Distilling Privileged Multimodal Information for Expression Recognition using Optimal Transport

TL;DR

This work addresses the challenge of robust expression recognition when test-time modalities are incomplete by leveraging privileged information available during training. It introduces PKDOT, an entropy-regularized Optimal Transport-based structural knowledge distillation method that transfers local teacher-space structure to a student, using a T-Net to hallucinate privileged features at inference. The approach computes cosine batch similarity matrices to capture relational structure and applies OT to align teacher and student representations, focusing on top-$k$ anchor samples for sparsity. Experiments on Biovid and Affwild2 demonstrate that PKDOT outperforms state-of-the-art privileged KD baselines across varying fusion architectures and modality configurations, indicating its modality- and model-agnostic applicability and potential for real-world, in-the-wild MER tasks.
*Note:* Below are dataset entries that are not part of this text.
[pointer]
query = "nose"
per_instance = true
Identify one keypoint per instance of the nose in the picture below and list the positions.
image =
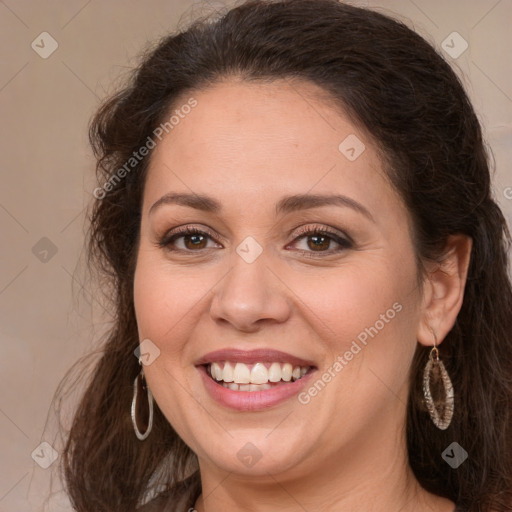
(249, 296)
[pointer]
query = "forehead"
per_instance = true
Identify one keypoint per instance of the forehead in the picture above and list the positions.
(245, 141)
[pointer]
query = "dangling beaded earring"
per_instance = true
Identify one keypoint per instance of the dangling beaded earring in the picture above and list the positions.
(140, 385)
(434, 374)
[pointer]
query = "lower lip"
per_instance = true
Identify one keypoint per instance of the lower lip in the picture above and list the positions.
(252, 400)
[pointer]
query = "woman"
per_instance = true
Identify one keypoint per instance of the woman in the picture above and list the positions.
(310, 277)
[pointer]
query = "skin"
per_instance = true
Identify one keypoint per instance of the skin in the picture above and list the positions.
(247, 146)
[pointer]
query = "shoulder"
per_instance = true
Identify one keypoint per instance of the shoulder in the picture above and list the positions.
(180, 498)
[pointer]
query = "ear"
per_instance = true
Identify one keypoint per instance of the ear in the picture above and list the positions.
(443, 290)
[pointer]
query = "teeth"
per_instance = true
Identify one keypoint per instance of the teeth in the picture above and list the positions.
(227, 373)
(236, 374)
(286, 372)
(259, 374)
(241, 374)
(243, 387)
(274, 372)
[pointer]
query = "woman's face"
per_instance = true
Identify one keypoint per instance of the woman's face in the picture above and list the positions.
(342, 303)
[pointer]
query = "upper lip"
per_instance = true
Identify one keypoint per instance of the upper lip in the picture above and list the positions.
(252, 356)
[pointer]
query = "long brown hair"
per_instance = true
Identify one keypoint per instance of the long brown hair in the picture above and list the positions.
(391, 82)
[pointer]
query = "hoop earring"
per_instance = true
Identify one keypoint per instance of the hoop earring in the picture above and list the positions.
(140, 382)
(436, 372)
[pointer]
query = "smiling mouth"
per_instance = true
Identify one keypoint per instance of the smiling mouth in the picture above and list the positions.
(259, 376)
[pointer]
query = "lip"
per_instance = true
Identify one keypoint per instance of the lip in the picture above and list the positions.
(252, 356)
(253, 400)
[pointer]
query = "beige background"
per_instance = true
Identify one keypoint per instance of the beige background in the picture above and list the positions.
(48, 316)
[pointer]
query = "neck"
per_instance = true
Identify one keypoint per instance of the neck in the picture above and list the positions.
(372, 474)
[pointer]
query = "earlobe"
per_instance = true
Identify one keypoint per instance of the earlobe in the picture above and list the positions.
(444, 289)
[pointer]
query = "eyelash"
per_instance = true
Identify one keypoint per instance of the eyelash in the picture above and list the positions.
(344, 243)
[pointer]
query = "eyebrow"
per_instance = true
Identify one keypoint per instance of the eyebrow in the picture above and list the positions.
(286, 204)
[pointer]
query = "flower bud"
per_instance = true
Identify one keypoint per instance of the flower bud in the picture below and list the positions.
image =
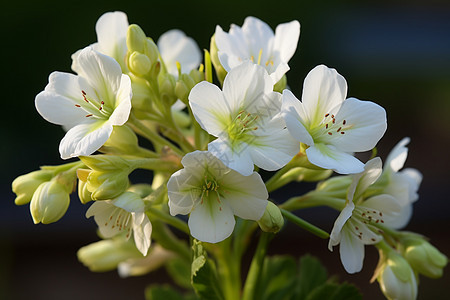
(272, 219)
(105, 255)
(425, 258)
(135, 38)
(139, 63)
(122, 140)
(397, 279)
(49, 202)
(24, 186)
(220, 71)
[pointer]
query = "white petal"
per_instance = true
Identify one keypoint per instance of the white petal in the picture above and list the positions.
(82, 141)
(324, 90)
(175, 46)
(336, 232)
(209, 107)
(293, 113)
(236, 158)
(365, 125)
(247, 195)
(328, 157)
(102, 72)
(352, 252)
(244, 87)
(286, 39)
(397, 157)
(111, 31)
(142, 232)
(211, 221)
(182, 191)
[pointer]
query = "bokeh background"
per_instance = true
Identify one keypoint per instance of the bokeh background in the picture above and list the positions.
(395, 53)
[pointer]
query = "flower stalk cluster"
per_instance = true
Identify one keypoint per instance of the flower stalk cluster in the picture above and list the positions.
(208, 143)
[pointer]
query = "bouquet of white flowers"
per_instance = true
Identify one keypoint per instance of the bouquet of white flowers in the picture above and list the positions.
(208, 139)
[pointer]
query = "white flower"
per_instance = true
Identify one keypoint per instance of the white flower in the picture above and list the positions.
(88, 105)
(174, 46)
(402, 185)
(213, 194)
(111, 29)
(246, 119)
(356, 224)
(331, 126)
(256, 42)
(125, 214)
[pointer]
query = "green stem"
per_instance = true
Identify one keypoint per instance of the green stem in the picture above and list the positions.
(173, 221)
(304, 224)
(256, 266)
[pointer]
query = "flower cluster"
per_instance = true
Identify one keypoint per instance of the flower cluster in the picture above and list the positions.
(209, 142)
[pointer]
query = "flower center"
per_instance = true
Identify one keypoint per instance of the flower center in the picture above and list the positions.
(93, 108)
(242, 124)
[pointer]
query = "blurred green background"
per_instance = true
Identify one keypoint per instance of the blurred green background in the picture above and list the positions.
(395, 53)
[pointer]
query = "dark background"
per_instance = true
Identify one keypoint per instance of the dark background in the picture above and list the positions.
(395, 53)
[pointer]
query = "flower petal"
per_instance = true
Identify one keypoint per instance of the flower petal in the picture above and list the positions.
(365, 125)
(211, 221)
(286, 39)
(293, 113)
(328, 157)
(175, 46)
(247, 195)
(82, 140)
(324, 90)
(209, 107)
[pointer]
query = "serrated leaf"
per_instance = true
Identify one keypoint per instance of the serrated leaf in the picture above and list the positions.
(333, 291)
(180, 271)
(277, 279)
(311, 275)
(204, 276)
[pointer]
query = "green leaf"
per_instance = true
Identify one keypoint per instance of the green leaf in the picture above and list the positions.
(204, 275)
(311, 275)
(180, 271)
(334, 291)
(165, 292)
(278, 278)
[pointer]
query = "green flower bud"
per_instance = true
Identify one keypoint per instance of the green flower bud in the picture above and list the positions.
(139, 63)
(109, 176)
(135, 38)
(396, 278)
(24, 186)
(122, 140)
(106, 255)
(280, 85)
(425, 258)
(220, 71)
(272, 220)
(83, 192)
(49, 202)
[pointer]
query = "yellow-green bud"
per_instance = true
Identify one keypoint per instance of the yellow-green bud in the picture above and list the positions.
(122, 140)
(109, 176)
(220, 71)
(83, 192)
(105, 255)
(24, 186)
(50, 202)
(280, 85)
(396, 278)
(425, 258)
(135, 38)
(272, 220)
(139, 63)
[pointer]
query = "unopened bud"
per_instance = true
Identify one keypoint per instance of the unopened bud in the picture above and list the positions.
(24, 186)
(272, 220)
(50, 202)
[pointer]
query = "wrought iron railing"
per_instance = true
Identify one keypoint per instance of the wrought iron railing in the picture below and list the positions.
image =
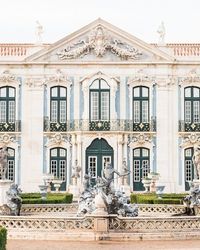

The method offers practical impact by improving performance when privileged modalities are expensive or unavailable at test time, while maintaining a simple, flexible training framework.

Abstract

Deep learning models for multimodal expression recognition have reached remarkable performance in controlled laboratory environments because of their ability to learn complementary and redundant semantic information. However, these models struggle in the wild, mainly because of the unavailability and quality of modalities used for training. In practice, only a subset of the training-time modalities may be available at test time. Learning with privileged information enables models to exploit data from additional modalities that are only available during training. State-of-the-art knowledge distillation (KD) methods have been proposed to distill information from multiple teacher models (each trained on a modality) to a common student model. These privileged KD methods typically utilize point-to-point matching, yet have no explicit mechanism to capture the structural information in the teacher representation space formed by introducing the privileged modality. Experiments were performed on two challenging problems - pain estimation on the Biovid dataset (ordinal classification) and arousal-valance prediction on the Affwild2 dataset (regression). Results show that our proposed method can outperform state-of-the-art privileged KD methods on these problems. The diversity among modalities and fusion architectures indicates that PKDOT is modality- and model-agnostic.

Figures (7)

• Figure 1: Overview of the proposed Privileged Knowledge Distillation with Optimal Transport (PKDOT) method that captures the local structure in the multimodal teacher representation. Teacher backbones process multimodal input data that is privileged (red arrow) and prevalent (black arrows), while student backbones only process prevalent modalities
• Figure 2: (Left) Conventional privileged KD computes point-to-point distance without considering local structure. (Right) The proposed PKDOT method captures the local structure and matches teacher and student representations by distilling the structural dark knowledge (adapted from Park2019RelationalKD).
• Figure 3: Illustration of the proposed PKDOT method with prevalent and privileged modality backbones and fusion. The teacher network (top) is trained on both prevalent and privileged modalities, while the student network (bottom) only inputs the prevalent modality. It hallucinates the features of the privileged modality and generates student embeddings in the multimodal space. Entropy-regularized OT is used to distill the structural dark knowledge.
• Figure 4: Illustration of different fusion mechanisms employed to obtain the joint teacher representation: (a) feature concatenation, (b) joint cross attention rajasekhar, (c) multimodal transformer.
• Figure 5: Evolution of the similarity matrix over training epochs.